The report is the first to be issued after the retirement of former University of Illinois at Chicago professor and former 44th Ward Ald. Dick Simpson, who authored the annual report for 14 years. 

The report uses a formula that compares the number of each area’s corruption convictions with its population to create a ranking system that incorporates data from 1976 to 2021. The Northern District of Illinois, essentially Chicago and its suburbs, remains a hot bed of corruption, even as federal corruption convictions have declined from an average of 61 per year in the 1990s to 28.5 per year between 2010 to 2019, according to the report.

In 2021, there were 32 public corruption convictions in the Northern District of Illinois, which includes all of Chicago and the northern third of Illinois — an increase from the 22 convictions recorded in 2020, according to the report.

“To end corruption, Illinois residents will need to elect better, more honest public officials and to press those in office to make meaningful changes such as greater regulation of conflicts of interest, more effective campaign finance rules, greater contract transparency and reforms to lobbying practices,” Rossi wrote in the report.

Illinois should foster an anti-corruption culture, rather than waiting for the Department of Justice to act, Rossi said.

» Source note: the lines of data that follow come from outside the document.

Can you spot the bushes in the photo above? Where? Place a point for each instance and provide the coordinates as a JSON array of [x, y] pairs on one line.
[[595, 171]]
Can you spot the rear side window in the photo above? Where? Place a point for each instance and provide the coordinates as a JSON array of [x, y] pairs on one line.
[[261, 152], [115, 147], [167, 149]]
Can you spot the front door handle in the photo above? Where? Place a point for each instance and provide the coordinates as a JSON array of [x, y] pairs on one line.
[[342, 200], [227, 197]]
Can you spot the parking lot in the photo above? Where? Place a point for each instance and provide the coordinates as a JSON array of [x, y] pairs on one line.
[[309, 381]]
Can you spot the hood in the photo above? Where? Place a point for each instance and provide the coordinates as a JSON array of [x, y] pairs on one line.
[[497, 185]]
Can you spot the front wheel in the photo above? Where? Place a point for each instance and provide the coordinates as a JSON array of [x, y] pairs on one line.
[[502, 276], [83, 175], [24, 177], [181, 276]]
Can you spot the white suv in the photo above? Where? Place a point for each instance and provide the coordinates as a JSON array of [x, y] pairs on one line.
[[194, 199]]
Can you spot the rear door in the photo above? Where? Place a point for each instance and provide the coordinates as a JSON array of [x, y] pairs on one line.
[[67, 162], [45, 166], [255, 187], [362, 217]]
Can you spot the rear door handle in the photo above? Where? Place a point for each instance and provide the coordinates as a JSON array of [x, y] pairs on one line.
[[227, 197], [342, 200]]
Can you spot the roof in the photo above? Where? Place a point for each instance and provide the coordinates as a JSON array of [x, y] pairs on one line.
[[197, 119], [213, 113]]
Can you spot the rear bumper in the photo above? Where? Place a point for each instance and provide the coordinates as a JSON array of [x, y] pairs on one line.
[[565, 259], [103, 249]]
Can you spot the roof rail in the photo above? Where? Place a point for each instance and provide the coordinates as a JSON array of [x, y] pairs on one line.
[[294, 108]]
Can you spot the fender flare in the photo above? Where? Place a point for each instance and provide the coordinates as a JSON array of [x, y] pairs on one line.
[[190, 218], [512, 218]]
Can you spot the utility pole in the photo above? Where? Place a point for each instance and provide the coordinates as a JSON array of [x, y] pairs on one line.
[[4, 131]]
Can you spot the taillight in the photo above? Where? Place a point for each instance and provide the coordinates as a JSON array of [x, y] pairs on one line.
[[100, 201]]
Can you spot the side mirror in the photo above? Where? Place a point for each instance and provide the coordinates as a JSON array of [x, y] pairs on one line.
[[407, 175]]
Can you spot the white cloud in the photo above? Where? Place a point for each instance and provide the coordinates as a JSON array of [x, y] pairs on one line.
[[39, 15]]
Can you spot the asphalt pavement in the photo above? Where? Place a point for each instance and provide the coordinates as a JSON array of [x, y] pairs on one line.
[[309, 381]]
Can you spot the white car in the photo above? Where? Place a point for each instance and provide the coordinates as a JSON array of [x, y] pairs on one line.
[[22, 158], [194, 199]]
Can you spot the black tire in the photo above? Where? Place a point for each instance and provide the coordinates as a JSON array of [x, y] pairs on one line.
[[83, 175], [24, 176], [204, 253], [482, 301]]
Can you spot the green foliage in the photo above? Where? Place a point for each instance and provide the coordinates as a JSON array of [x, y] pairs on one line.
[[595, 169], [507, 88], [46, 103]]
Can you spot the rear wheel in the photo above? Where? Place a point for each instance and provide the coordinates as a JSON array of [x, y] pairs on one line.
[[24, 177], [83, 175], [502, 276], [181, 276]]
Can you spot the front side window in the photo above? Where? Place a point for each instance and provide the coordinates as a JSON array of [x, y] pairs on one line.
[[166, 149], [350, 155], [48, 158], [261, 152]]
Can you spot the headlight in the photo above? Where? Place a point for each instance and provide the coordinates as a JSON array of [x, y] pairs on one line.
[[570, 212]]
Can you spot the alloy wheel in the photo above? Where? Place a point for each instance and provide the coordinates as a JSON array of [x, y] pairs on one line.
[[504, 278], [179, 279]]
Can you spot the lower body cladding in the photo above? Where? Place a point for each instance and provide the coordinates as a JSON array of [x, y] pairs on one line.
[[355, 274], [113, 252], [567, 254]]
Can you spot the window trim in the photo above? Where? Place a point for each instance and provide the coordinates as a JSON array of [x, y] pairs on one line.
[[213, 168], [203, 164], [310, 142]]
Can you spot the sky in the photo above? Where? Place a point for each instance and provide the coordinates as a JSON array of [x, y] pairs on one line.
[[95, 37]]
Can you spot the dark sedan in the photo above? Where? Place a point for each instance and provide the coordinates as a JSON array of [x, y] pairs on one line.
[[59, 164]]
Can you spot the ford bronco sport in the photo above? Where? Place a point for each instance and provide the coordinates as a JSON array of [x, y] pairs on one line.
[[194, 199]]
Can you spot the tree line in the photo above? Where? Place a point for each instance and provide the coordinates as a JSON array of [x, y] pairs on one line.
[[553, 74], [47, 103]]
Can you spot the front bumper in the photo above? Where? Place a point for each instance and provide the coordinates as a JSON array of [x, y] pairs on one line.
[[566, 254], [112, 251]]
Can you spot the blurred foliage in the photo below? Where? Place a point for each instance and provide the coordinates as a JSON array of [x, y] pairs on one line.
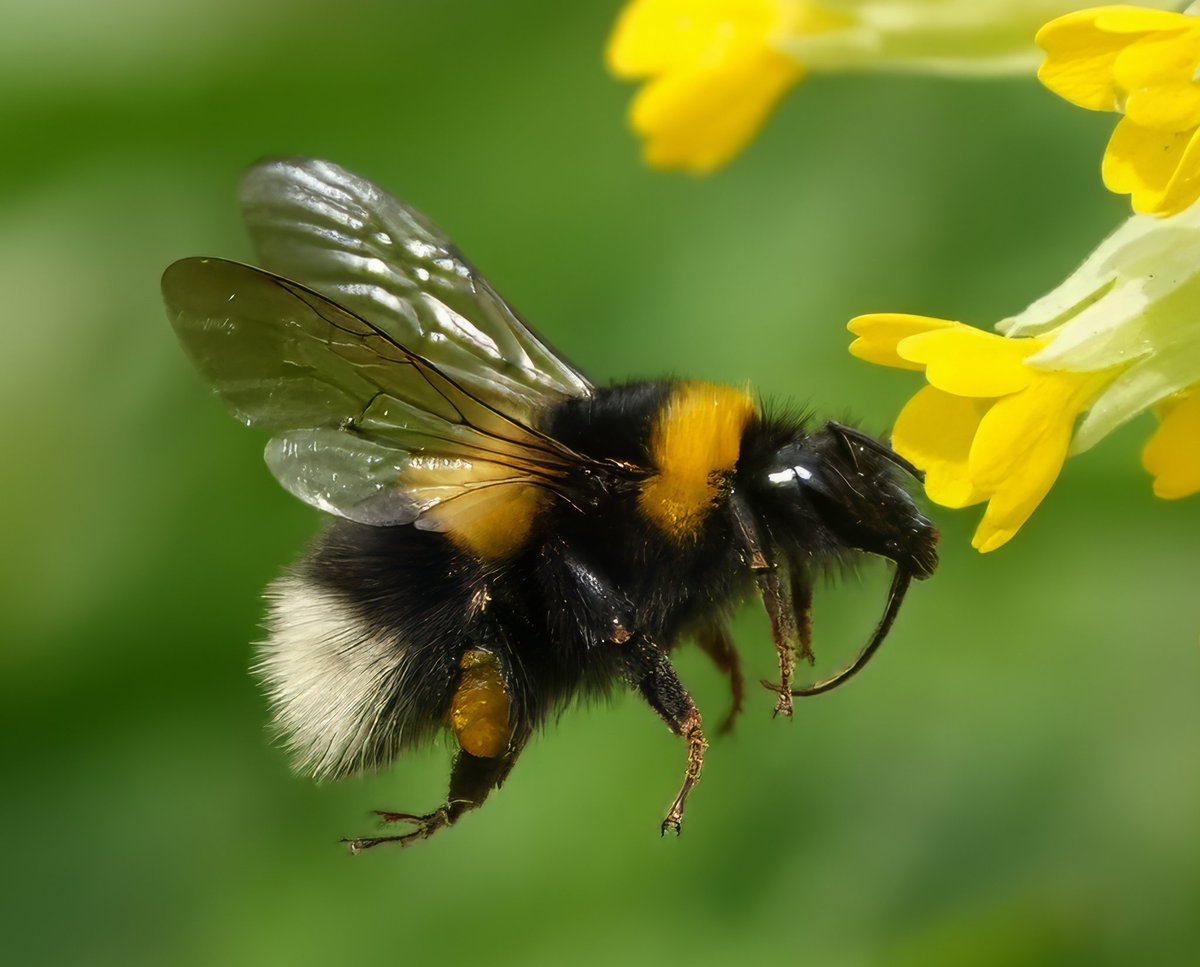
[[1014, 780]]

Many of the corruption cases detailed by the report focus on two sprawling investigations that have ensnared dozens of politicians: the probe into Commonwealth Edison’s ties to former House Speaker Michael Madigan’s political operation and the investigation into whether elected officials accepted bribes as part of a push to install red-light cameras in the suburbs.

Madigan is set to stand trial in April on 22 criminal charges as part of a sweeping indictment that alleges he led a criminal enterprise whose purpose was to enhance his political power and financial wellbeing for nearly a decade. Madigan has pleaded not guilty.